Tibaduiza E C, Bobilya D J
Department of Animal and Nutritional Sciences, University of New Hampshire, Durham 03824, USA.
J Cell Physiol. 1996 Jun;167(3):539-47. doi: 10.1002/(SICI)1097-4652(199606)167:3<539::AID-JCP17>3.0.CO;2-Z.
Bovine pulmonary arterial endothelial cells (BPAEC) were grown on permeable polycarbonate membrane filters suspended between two compartments representing the blood vessel lumen and the interstitium. This in vitro model of an endothelium was subjected to a battery of tests to unravel the mechanisms of zinc transport from the blood into peripheral tissues.

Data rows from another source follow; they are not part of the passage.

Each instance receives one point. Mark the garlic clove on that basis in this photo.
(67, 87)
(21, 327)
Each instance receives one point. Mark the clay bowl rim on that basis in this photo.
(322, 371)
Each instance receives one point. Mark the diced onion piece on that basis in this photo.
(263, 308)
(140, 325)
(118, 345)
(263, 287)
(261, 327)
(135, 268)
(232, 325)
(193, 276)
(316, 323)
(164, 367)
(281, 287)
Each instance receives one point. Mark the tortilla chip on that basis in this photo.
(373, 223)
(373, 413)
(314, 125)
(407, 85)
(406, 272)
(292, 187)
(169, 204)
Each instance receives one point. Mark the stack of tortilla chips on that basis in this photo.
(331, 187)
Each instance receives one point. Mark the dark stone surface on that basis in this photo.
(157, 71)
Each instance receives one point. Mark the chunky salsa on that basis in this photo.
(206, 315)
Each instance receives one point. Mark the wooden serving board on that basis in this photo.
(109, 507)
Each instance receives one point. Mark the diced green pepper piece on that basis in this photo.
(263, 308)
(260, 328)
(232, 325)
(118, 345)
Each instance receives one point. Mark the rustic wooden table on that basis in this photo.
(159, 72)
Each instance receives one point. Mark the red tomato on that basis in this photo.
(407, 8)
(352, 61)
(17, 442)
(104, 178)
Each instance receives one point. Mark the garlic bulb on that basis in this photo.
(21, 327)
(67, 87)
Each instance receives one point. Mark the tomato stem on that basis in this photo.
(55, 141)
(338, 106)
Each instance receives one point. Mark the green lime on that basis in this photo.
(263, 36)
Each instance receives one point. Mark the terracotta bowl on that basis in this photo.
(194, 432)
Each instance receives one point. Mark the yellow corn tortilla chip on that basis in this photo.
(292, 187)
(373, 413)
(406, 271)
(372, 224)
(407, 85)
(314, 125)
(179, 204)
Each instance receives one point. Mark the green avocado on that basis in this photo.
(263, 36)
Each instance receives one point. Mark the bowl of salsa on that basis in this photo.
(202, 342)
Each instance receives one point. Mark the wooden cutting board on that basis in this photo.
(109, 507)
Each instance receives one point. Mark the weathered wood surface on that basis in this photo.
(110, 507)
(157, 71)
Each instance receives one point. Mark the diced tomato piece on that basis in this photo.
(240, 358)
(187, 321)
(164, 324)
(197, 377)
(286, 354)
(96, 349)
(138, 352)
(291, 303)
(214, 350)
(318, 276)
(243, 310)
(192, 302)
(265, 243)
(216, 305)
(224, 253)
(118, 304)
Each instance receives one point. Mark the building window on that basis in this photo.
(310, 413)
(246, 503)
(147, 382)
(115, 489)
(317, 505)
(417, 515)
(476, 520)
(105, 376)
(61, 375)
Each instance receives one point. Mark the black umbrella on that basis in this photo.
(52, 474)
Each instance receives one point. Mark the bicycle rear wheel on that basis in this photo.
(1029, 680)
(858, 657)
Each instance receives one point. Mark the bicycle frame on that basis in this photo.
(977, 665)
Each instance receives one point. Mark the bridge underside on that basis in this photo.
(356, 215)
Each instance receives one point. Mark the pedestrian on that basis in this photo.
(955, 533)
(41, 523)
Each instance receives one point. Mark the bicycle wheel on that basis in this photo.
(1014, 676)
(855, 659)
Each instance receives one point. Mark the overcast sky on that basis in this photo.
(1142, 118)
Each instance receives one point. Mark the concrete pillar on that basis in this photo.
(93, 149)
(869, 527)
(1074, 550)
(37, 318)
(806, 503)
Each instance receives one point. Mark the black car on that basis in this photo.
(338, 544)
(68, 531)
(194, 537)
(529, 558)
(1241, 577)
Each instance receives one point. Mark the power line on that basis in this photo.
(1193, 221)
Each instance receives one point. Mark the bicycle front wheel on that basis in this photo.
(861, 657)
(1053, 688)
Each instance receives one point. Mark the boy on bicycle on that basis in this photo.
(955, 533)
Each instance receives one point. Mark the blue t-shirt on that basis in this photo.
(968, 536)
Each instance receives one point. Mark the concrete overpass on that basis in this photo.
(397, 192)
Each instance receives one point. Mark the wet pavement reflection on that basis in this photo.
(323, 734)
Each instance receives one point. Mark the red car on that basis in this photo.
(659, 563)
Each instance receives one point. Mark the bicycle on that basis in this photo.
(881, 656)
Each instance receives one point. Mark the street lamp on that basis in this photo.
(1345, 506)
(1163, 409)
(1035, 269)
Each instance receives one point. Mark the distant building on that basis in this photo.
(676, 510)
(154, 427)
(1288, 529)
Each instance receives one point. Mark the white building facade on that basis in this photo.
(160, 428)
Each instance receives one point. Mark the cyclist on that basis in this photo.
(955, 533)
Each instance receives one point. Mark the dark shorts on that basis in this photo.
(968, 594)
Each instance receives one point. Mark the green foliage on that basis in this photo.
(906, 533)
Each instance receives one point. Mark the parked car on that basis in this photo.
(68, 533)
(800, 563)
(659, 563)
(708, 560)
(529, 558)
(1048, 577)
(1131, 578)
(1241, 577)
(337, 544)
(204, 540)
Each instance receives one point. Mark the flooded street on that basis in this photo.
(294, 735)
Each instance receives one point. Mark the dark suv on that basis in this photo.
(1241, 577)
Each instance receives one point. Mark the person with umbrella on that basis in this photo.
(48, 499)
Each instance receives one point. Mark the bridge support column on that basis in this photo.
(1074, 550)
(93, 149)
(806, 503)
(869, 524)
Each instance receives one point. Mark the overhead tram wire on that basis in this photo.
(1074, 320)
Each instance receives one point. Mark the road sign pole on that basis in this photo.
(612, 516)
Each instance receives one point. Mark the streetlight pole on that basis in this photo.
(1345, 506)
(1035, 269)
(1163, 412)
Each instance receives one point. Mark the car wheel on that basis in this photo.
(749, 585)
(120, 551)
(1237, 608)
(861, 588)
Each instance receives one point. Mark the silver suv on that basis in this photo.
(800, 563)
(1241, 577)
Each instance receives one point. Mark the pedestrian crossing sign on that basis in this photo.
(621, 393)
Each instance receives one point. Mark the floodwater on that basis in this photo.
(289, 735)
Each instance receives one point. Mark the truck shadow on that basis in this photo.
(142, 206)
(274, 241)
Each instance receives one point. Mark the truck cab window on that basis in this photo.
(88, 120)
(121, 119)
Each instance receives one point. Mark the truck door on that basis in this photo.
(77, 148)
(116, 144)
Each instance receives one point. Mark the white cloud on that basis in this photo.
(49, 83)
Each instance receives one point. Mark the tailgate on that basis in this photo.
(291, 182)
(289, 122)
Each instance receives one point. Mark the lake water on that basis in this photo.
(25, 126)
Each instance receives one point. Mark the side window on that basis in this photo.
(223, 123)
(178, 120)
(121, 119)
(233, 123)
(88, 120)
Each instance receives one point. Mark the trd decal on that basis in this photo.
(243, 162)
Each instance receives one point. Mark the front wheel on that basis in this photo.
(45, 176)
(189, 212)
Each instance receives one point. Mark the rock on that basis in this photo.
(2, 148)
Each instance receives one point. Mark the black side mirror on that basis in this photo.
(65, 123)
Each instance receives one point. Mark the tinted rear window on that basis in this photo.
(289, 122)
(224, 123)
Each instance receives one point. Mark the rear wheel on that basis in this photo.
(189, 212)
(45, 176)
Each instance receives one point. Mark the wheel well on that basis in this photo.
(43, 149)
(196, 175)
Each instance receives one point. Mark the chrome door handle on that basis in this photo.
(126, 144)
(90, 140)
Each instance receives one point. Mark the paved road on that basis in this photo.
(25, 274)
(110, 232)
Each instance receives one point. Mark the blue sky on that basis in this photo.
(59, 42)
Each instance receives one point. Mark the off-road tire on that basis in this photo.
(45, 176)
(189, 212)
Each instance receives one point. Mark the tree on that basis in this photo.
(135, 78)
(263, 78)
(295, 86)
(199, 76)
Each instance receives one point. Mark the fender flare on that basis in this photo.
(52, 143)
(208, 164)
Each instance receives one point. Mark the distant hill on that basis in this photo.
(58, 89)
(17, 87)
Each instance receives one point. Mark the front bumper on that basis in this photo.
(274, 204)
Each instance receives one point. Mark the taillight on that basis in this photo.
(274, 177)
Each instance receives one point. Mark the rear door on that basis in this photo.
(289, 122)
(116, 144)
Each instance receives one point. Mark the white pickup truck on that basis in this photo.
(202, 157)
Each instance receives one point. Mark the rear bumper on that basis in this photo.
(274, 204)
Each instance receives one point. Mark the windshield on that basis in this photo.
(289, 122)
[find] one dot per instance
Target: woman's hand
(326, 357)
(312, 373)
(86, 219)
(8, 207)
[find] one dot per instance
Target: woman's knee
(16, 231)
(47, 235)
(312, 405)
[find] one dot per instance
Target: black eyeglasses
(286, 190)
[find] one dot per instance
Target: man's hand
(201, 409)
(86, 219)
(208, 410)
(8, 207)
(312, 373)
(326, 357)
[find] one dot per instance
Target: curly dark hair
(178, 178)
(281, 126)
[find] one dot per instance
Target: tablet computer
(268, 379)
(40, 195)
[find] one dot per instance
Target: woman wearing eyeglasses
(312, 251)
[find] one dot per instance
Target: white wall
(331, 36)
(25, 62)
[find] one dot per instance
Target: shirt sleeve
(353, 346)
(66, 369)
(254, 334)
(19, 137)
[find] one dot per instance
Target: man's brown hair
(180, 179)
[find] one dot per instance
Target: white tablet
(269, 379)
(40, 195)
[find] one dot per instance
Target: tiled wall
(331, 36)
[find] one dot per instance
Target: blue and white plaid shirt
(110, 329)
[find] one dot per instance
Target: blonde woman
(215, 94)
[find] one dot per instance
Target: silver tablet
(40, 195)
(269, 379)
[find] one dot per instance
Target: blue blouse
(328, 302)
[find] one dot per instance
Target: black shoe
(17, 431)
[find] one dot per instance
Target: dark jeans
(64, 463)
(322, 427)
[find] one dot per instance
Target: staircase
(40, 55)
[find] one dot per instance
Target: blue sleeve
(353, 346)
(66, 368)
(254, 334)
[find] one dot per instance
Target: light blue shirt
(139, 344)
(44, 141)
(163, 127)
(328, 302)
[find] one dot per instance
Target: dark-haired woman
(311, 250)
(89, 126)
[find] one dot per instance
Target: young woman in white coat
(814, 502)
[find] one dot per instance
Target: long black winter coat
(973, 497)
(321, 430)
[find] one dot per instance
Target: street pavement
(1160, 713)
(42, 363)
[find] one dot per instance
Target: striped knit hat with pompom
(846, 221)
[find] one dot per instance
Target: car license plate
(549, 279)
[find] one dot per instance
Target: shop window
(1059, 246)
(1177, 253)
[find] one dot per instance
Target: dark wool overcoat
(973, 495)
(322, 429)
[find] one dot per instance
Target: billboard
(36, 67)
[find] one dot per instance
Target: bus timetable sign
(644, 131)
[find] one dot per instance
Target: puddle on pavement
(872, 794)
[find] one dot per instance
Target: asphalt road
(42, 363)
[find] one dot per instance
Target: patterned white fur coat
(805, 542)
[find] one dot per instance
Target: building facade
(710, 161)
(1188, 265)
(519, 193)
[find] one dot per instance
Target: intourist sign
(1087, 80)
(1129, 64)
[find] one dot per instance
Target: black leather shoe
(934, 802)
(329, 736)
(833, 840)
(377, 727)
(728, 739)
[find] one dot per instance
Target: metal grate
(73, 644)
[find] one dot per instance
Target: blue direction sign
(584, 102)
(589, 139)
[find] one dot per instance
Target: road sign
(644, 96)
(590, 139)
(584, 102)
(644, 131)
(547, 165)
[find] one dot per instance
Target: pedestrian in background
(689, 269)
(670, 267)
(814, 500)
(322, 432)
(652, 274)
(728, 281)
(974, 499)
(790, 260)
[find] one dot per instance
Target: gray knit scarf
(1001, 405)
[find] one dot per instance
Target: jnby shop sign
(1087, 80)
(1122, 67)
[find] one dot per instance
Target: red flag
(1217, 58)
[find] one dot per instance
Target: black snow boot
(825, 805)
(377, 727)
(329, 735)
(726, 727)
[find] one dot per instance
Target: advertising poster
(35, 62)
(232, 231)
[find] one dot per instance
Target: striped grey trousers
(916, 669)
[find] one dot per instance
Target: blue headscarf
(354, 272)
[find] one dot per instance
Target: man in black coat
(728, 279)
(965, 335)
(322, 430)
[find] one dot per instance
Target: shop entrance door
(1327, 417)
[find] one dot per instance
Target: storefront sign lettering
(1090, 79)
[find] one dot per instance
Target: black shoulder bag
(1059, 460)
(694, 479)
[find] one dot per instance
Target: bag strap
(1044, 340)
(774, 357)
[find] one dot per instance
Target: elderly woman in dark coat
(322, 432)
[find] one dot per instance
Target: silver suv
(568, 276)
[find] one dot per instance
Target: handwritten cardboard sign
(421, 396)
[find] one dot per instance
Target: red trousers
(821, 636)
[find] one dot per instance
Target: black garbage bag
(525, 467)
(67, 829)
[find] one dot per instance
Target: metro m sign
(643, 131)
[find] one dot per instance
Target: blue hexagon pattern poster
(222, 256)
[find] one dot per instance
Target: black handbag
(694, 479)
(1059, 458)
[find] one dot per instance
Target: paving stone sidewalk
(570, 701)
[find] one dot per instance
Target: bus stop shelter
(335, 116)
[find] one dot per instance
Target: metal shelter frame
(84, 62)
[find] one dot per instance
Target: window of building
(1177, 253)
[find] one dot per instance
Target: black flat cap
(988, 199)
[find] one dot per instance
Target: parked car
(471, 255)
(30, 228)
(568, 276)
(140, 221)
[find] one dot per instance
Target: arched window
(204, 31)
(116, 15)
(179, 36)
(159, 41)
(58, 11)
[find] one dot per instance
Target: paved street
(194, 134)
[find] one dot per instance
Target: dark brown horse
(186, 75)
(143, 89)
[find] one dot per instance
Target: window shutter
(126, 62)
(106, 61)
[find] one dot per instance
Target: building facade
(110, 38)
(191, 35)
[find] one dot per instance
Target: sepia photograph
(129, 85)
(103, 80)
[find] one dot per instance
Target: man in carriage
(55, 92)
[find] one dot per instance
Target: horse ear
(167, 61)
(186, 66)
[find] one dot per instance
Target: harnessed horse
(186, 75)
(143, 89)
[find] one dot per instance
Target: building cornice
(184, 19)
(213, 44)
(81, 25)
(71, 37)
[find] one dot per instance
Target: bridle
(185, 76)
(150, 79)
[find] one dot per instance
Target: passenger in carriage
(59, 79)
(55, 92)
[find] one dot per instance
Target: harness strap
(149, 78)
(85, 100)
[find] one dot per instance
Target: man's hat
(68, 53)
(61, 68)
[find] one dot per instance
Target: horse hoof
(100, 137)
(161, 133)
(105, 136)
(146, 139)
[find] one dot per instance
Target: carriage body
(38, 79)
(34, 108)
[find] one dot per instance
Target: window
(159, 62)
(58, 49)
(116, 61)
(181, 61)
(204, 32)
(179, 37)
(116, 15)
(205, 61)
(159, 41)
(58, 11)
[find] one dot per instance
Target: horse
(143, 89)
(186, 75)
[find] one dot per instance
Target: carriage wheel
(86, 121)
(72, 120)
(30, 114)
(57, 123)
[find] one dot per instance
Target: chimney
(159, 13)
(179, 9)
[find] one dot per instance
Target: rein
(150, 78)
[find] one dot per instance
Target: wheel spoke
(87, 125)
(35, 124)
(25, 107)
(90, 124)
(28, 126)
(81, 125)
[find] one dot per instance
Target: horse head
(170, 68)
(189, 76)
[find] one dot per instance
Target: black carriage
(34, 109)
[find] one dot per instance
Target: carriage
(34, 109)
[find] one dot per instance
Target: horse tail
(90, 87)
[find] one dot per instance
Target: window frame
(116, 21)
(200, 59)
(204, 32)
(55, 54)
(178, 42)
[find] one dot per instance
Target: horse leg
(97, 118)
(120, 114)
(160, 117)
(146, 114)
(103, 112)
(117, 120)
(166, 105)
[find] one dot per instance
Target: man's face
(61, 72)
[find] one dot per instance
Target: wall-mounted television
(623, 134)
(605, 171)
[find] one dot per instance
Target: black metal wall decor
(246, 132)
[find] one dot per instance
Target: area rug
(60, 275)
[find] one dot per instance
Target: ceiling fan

Transport of 65Zn across BPAEC from media containing zinc concentrations up to 50 mumol/L exhibited both saturable and nonsaturable kinetics. Vmax of the saturable component was 246 +/- 43 pmol/(h x cm2) and Km was 2.3 +/- 1.3 mumol/L. Transport was pH and temperature sensitive and substantially influenced by albumin and histidine concentrations, but not influenced by analogous minerals or metabolic inhibitors. Inhibition of coated vesicle formation by depletion of intracellular potassium reduced 65Zn transport. Albumin carrying a zinc ion crossed the endothelium more rapidly than zinc-free albumin. When evaluated together, this body of evidence supports the existence of two major pathways of zinc transport across the pulmonary endothelium, but neither involves entry into the endothelial cells. One pathway involves receptor-mediated cotransport with albumin by transcytotic vesicles. The other is nonsaturable and involves cotransport with albumin and low molecular weight ligands, principally histidine, through intercellular junctions and nonselective, bulk-fluid transcytosis.